Here we have another addition to a personal project. This time around I met with a woman who practices and teaches Japanese flower arrangement, or ikebana (生け花) as it is known in Japanese.
The location for this set of photos was an old house located on a quiet back street of an older area of Tokyo. It was a fairly small home situated in the kind of area that requires precision driving down narrow streets and around seemingly impossible turns to reach. If you've ever walked off any main road in Tokyo, or anywhere else in Japan for that matter, you probably know the kind of streets of which I speak.
The house may have lacked in accessibility and size, but being the old structure that it was, it had no shortage of charm and atmosphere. I could have easily spent an entire day, or longer, inside finding and creating new images.
Unfortunately, time was limited. As such it was necessary for me to also limit the number of places I would use as a backdrop. As a result, I only made use of a front sitting room and a small traditional Japanese side room regularly used for teaching and practicing ikebana.
After choosing my two locations, I set upon figuring out the framing for each of my intended shots. It became quickly apparent though that I was going to have to remove some distractions from cluttered rooms. There was simply more in the rooms than necessary; all of it would only take away from the photo and distract from the subject. So, I moved out every piece of furniture, every decoration, and every knick-knack that didn't contribute to the image I had in mind.
When it comes to including elements in my photos, I generally adhere to the words of Antoine de Saint Exupéry. As he put it, "perfection is attained not when there is nothing more to add, but when there is nothing more to remove." The absolute minimum necessary to convey a message or idea is all that is required for a photo. Anything more can be a needless distraction.
Next up was the lighting. I had been hoping for some sun on the day of the shoot to help add to the ambiance of the rooms. No such luck though. As most often seems to be the case, I was once again left with the need to create my own sunlight. Although, this is easily enough accomplished with some thoughtful placement of lights and a bit of orange gel. The problematic part was setting up the flashes outside the house in a way that they would be able to receive the optical signal to fire from the camera inside the house. After a bit of maneuvering and a few compromises with placement, I was able to get the flashes to fire consistently and have my "sunlight" enter through the windows in a suitable manner.

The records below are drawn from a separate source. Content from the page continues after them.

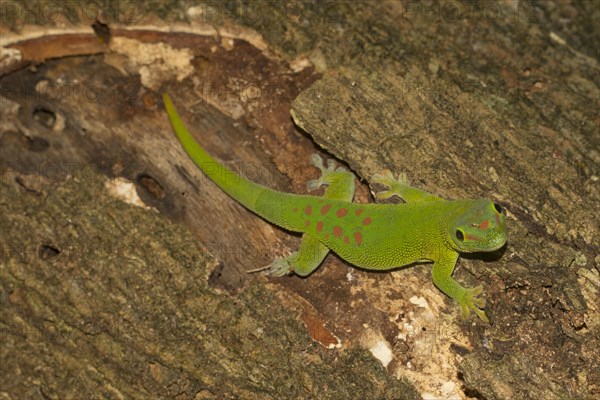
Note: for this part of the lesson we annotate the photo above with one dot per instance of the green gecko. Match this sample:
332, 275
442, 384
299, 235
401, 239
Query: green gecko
425, 228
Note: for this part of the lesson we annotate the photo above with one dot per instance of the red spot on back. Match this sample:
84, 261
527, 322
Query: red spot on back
337, 231
341, 212
358, 238
472, 237
325, 208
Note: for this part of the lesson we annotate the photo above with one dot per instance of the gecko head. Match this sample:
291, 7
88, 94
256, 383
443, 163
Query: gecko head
477, 225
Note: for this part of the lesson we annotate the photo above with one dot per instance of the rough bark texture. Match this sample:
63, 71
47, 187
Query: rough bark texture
105, 299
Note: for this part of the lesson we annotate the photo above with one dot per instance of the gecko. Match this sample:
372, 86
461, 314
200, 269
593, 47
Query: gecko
372, 236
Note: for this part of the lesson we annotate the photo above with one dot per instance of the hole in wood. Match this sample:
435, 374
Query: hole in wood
152, 186
37, 144
47, 252
44, 117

With the composition and the lighting set, it was all about working with the subject to create the images. This of course has its own set of challenges, which are far too numerous to go into here.
The limitations and challenges I commonly encounter during a shoot can be mild frustrations for sure, but they are nevertheless important parts of the game. They force me to think more creatively and learn new solutions to problems that I am only likely to run into again and again.
When the challenges and limitations aren't there, neither is the opportunity for personal and professional growth.
Plus, it's never as fun when everything goes as planned.